Bank Indonesia (BI) memutuskan untuk mempertahankan Suku Bunga Reverse Repo 7 Hari (7DRR) pada level 6.00% dalam pertemuan terbarunya. BI menekankan fokus pada stabilitas di tengah tekanan keuangan global dan ketidakpastian geopolitik.

Takeaways: 
  • Kami melihat, keputusan ini menggambarkan bahwa suku bunga saat ini mungkin sudah mencapai titik puncaknya. Mayoritas pasar meyakini bahwa suku bunga BI dapat bertahan hingga kuartal kedua tahun 2024, dengan potensi pemangkasan pada kuartal ketiga.

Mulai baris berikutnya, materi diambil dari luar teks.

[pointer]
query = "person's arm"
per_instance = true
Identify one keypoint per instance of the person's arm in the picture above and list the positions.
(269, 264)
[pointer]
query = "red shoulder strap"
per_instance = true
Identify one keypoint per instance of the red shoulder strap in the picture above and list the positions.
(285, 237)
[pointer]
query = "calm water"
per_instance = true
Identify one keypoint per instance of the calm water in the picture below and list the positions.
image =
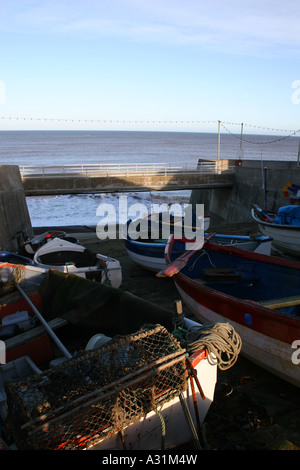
(93, 147)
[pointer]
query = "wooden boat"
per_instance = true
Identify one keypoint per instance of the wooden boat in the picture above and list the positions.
(69, 257)
(258, 295)
(14, 258)
(33, 244)
(283, 227)
(121, 394)
(150, 254)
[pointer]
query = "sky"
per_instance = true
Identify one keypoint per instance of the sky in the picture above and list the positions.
(179, 65)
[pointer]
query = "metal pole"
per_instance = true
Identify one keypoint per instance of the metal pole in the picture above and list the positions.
(45, 324)
(218, 140)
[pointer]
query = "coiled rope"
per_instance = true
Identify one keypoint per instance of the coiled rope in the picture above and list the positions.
(220, 339)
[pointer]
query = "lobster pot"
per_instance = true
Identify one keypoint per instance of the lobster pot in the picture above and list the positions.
(98, 393)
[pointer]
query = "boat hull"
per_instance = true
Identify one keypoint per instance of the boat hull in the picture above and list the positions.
(267, 335)
(61, 255)
(151, 256)
(286, 238)
(146, 433)
(271, 354)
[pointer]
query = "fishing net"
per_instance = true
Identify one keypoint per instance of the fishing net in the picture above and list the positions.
(98, 393)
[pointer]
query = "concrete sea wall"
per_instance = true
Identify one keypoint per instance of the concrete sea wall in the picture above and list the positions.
(13, 209)
(256, 182)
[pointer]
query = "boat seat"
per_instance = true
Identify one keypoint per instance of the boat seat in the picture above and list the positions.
(221, 274)
(281, 303)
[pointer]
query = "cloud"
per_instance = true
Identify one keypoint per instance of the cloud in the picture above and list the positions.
(252, 27)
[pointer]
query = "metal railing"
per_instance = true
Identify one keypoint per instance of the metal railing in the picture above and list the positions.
(120, 169)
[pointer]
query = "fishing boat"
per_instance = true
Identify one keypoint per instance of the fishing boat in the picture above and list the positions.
(30, 246)
(258, 295)
(150, 254)
(73, 258)
(134, 384)
(283, 227)
(14, 258)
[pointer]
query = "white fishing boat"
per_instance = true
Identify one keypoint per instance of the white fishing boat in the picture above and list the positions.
(146, 382)
(72, 258)
(150, 254)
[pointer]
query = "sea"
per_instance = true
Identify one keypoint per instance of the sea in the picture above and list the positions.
(184, 149)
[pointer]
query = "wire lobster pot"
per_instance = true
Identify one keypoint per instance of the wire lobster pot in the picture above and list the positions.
(98, 393)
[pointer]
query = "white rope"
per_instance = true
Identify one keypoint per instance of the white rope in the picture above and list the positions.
(220, 339)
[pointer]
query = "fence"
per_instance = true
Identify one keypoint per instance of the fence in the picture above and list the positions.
(119, 169)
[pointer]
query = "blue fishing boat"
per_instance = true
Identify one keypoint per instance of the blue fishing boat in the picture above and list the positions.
(283, 227)
(149, 253)
(258, 295)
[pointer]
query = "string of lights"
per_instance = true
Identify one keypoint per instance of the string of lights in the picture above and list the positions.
(224, 124)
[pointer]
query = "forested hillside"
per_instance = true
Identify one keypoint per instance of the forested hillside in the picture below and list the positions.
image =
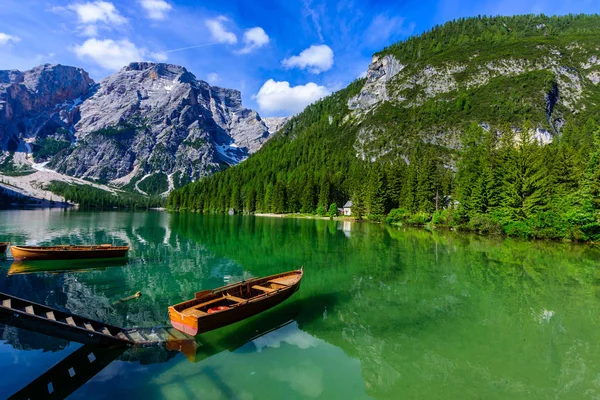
(486, 124)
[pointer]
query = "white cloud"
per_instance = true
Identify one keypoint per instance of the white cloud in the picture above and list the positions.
(317, 58)
(213, 78)
(384, 28)
(156, 9)
(111, 54)
(7, 40)
(218, 31)
(280, 96)
(254, 38)
(158, 56)
(91, 14)
(97, 11)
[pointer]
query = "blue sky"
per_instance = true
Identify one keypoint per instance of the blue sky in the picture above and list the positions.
(282, 54)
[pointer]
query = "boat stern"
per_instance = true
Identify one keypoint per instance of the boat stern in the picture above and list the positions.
(184, 324)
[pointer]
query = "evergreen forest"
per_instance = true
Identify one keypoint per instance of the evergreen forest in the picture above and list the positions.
(495, 171)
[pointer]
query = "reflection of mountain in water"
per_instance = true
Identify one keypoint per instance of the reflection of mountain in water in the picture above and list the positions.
(416, 307)
(423, 313)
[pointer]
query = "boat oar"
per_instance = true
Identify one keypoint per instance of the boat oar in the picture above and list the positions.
(133, 296)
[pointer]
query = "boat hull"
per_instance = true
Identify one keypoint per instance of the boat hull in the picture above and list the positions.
(67, 253)
(193, 325)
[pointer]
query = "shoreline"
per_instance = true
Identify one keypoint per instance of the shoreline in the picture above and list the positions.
(303, 216)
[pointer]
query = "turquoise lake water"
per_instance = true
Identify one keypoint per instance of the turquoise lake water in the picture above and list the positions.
(383, 313)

Pandangan ini memberikan dampak positif pada pasar saham, khususnya di sektor yang responsif terhadap perubahan suku bunga, seperti keuangan, teknologi, dan properti.
  • BI tetap waspada terhadap faktor eksternal dan menegaskan fokusnya pada stabilitas nilai tukar Rupiah di tengah ketidakpastian global. Peningkatan pada Neraca Pembayaran (BoP), dengan arus masuk asing sebagai penggerak utama, menunjukkan pendekatan matang terhadap prospek ekonomi di Indonesia.
  • Meskipun terjadi defisit neraca berjalan yang lebih rendah dari perkiraan pada tahun 2023, masih ada risiko overshooting nilai tukar pada tahun 2024 yang mendorong kemungkinan kenaikan suku bunga BI sebagai respons terhadap volatilitas pasar. Kami percaya bahwa tindakan pengendalian ini dapat dianggap sebagai faktor mitigasi.
  • Kami simpulkan, keputusan BI untuk mempertahankan suku bunga mencerminkan pendekatan kehati-hatian di tengah ketidakpastian global. Langkah-langkah selanjutnya kemungkinan akan dipengaruhi oleh faktor eksternal dan kebutuhan untuk menjaga keseimbangan antara stabilitas dan pertumbuhan ekonomi.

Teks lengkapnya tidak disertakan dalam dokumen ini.